The Objective Correlative:
http://www.merriam-webster.com/dictionary/objective+correlative

From a practical sense, it’s a behavior the actor uses to evoke an association in the audience’s mind. If the character looks or sounds a certain way the audience will perceive him a certain way, and it doesn’t take much to portray one character as “out of place” to the rest of the settings.

Here’s Christopher Walken taking about it. He plays a great villain, and has a lot of interesting things to say. But cut to 3:20 if you want to go straight there.
http://www.youtube.com/user/HuckleberrySlim?feature=mhw4#p/f/11/poy67cTeQuw

dpworkin's avatar

I think the main signs are rather subtle, and have more to do with affect than some extreme expression. Flatness of expression, dullness of response, the beginnings of tardive dyskinesia, all these suggest a person under the influence of large doses of neuroleptics – in other words someone who is psychotic.

Rufus_T_Firefly's avatar

I would imagine that it would look a little like Dick Cheney after he’s just eaten a live puppy.

wundayatta's avatar

Nervous knee jiggling. Barely visbly shaking fingers. Dark, unexcited look on face, as if expecting nothing good can happen.

If speaking, depending on illness and phase of illness—sometimes a slow, drawling, flat voice with little or no expression, or an aggressive, slightly belligerent tone of voice with also a tinge of anxiety—sometimes fear. That’s bipolar.

Schizophrenics, if medicated, can look pretty normal, but they might seem slightly less aware of their impact on others.

The other illnesses will be different.

If you want a stereotype, I’d add an inability to make eye contact. Rapid speech. Sometimes slurred. Incomprehensibility.

bummer's avatar

Jack Nicholson comes to mind…

Theby's avatar

I just typed about 30 lines describing my lunatic then I accidently deleted it….ggaaarrrrkkk! I will get back to starting it again tomorrow. Great question.

liminal's avatar

There should be some rocking going on, definitely rocking.

SarasWhimsy's avatar

I’d like to point out that the terms “insane” and “insanity” are legal terms. They’re not terms used in a professional mental health setting.

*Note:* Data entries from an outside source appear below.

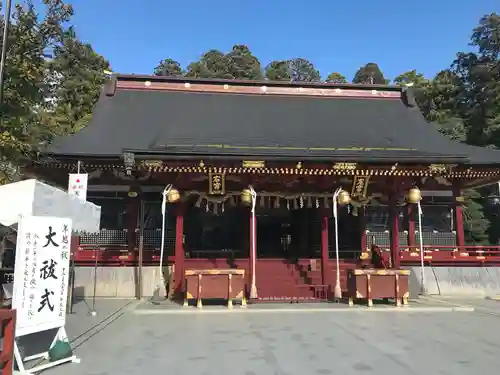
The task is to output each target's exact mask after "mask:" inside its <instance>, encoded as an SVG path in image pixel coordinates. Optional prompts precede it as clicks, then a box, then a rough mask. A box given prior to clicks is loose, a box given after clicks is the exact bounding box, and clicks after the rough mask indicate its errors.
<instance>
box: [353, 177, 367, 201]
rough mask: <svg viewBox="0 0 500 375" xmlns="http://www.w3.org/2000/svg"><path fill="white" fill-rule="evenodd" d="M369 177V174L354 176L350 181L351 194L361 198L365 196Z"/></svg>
mask: <svg viewBox="0 0 500 375" xmlns="http://www.w3.org/2000/svg"><path fill="white" fill-rule="evenodd" d="M369 179H370V176H366V177H361V176H354V180H353V182H352V190H351V195H352V196H353V197H356V198H362V199H364V198H366V192H367V191H368V182H369Z"/></svg>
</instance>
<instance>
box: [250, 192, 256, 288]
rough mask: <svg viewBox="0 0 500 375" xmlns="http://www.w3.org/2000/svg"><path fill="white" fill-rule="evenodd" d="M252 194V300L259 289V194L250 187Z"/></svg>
mask: <svg viewBox="0 0 500 375" xmlns="http://www.w3.org/2000/svg"><path fill="white" fill-rule="evenodd" d="M248 188H249V190H250V194H251V195H252V211H251V216H252V218H251V220H252V280H251V286H250V298H257V287H256V284H255V258H256V256H257V243H256V242H257V239H256V235H255V204H256V203H257V193H256V192H255V190H254V189H253V187H252V186H251V185H250V186H249V187H248Z"/></svg>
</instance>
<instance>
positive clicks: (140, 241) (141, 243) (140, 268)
mask: <svg viewBox="0 0 500 375" xmlns="http://www.w3.org/2000/svg"><path fill="white" fill-rule="evenodd" d="M137 200H138V199H137ZM134 241H135V231H134ZM138 250H139V259H138V263H139V270H138V271H139V272H138V274H137V277H138V280H139V283H138V284H139V288H138V289H139V293H138V297H139V299H141V298H142V294H143V293H142V292H143V287H144V285H143V283H142V275H143V272H142V271H143V269H142V267H143V263H144V201H142V200H140V209H139V249H138Z"/></svg>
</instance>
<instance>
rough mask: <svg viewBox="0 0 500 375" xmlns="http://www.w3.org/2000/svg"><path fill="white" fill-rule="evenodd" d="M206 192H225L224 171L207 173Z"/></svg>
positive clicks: (210, 192) (225, 179)
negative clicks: (207, 181)
mask: <svg viewBox="0 0 500 375" xmlns="http://www.w3.org/2000/svg"><path fill="white" fill-rule="evenodd" d="M208 183H209V185H208V193H209V194H212V195H224V194H225V193H226V176H225V175H224V173H215V172H209V173H208Z"/></svg>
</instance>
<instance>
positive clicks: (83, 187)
mask: <svg viewBox="0 0 500 375" xmlns="http://www.w3.org/2000/svg"><path fill="white" fill-rule="evenodd" d="M88 180H89V176H88V174H86V173H70V174H69V181H68V194H69V195H76V196H77V197H79V198H80V199H82V200H84V201H86V200H87V184H88Z"/></svg>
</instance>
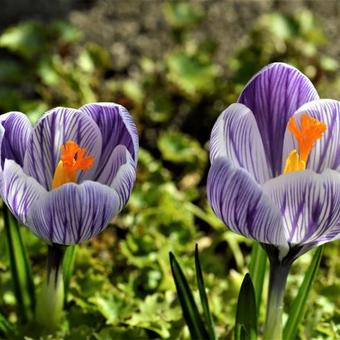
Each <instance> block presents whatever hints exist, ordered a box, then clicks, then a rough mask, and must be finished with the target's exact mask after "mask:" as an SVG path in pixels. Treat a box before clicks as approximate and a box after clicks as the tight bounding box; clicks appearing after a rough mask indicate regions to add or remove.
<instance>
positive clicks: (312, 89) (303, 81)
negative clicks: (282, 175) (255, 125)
mask: <svg viewBox="0 0 340 340" xmlns="http://www.w3.org/2000/svg"><path fill="white" fill-rule="evenodd" d="M315 99H319V96H318V94H317V92H316V90H315V88H314V86H313V84H312V83H311V82H310V80H309V79H308V78H307V77H306V76H304V75H303V74H302V73H301V72H300V71H299V70H297V69H296V68H294V67H292V66H290V65H287V64H283V63H274V64H270V65H268V66H267V67H265V68H263V69H262V70H261V71H260V72H259V73H258V74H256V75H255V76H254V77H253V78H252V79H251V80H250V81H249V83H248V84H247V85H246V87H245V89H244V90H243V92H242V94H241V96H240V98H239V100H238V101H239V103H242V104H244V105H246V106H247V107H249V109H250V110H252V112H253V113H254V116H255V119H256V122H257V125H258V127H259V131H260V134H261V137H262V142H263V145H264V149H265V153H266V156H267V159H268V162H269V164H270V166H271V168H272V172H273V174H274V176H278V175H280V174H281V170H282V150H283V139H284V134H285V130H286V126H287V122H288V119H289V117H290V116H291V115H292V114H293V113H294V112H295V111H296V110H297V109H298V108H299V107H300V106H302V105H303V104H305V103H307V102H310V101H312V100H315Z"/></svg>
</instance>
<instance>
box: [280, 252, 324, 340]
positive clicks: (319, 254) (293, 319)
mask: <svg viewBox="0 0 340 340" xmlns="http://www.w3.org/2000/svg"><path fill="white" fill-rule="evenodd" d="M322 253H323V246H321V247H319V248H318V249H317V250H316V251H315V253H314V256H313V259H312V262H311V263H310V265H309V267H308V270H307V272H306V274H305V277H304V279H303V282H302V285H301V287H300V289H299V292H298V294H297V296H296V298H295V300H294V301H293V303H292V306H291V307H290V309H289V313H288V319H287V322H286V324H285V327H284V330H283V339H295V338H296V334H297V331H298V326H299V323H300V321H301V319H302V318H303V315H304V309H305V305H306V301H307V298H308V295H309V291H310V290H311V288H312V285H313V282H314V280H315V277H316V274H317V272H318V269H319V267H320V262H321V258H322Z"/></svg>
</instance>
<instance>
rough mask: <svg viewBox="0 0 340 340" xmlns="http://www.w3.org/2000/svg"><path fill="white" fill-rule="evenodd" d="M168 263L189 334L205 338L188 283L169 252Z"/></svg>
mask: <svg viewBox="0 0 340 340" xmlns="http://www.w3.org/2000/svg"><path fill="white" fill-rule="evenodd" d="M170 265H171V270H172V275H173V279H174V281H175V284H176V289H177V294H178V298H179V301H180V303H181V306H182V311H183V316H184V319H185V321H186V323H187V325H188V327H189V330H190V334H191V336H192V338H193V339H202V340H203V339H207V338H208V333H207V331H206V329H205V326H204V323H203V321H202V319H201V316H200V314H199V312H198V309H197V306H196V303H195V300H194V297H193V295H192V292H191V290H190V288H189V284H188V282H187V280H186V278H185V276H184V274H183V272H182V269H181V267H180V265H179V264H178V262H177V260H176V258H175V256H174V255H173V254H172V253H170Z"/></svg>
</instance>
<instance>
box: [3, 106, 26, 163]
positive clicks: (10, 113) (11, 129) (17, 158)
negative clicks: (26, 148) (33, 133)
mask: <svg viewBox="0 0 340 340" xmlns="http://www.w3.org/2000/svg"><path fill="white" fill-rule="evenodd" d="M0 124H1V125H2V126H3V127H4V129H5V134H4V137H3V141H2V146H1V166H3V165H4V161H5V159H12V160H14V161H15V162H16V163H17V164H19V165H21V166H22V165H23V163H24V156H25V151H26V147H27V143H28V140H29V138H30V136H31V134H32V124H31V123H30V121H29V120H28V118H27V116H26V115H24V114H23V113H21V112H14V111H13V112H8V113H6V114H3V115H1V116H0Z"/></svg>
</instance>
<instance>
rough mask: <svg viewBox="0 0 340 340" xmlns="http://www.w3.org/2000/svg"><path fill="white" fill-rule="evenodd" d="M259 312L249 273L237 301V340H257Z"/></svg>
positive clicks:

Also, I must agree with @Cloverfield , most people with mental illness do not give visible signs of being mentally ill to an untrained eye.

Perhaps what you’re thinking of are the ticks left over from inappropriate medicine?

CMaz's avatar

Act drunk.

Captain_Fantasy's avatar

Some people are very adept at hiding insanity from the world, therefore insanity lurks in plain sight and in greater numbers than people would think.

For particulars to acting some research is in order. Look up the symptoms of paranoid schizophrenia, obsession disorders, and any others you can think of.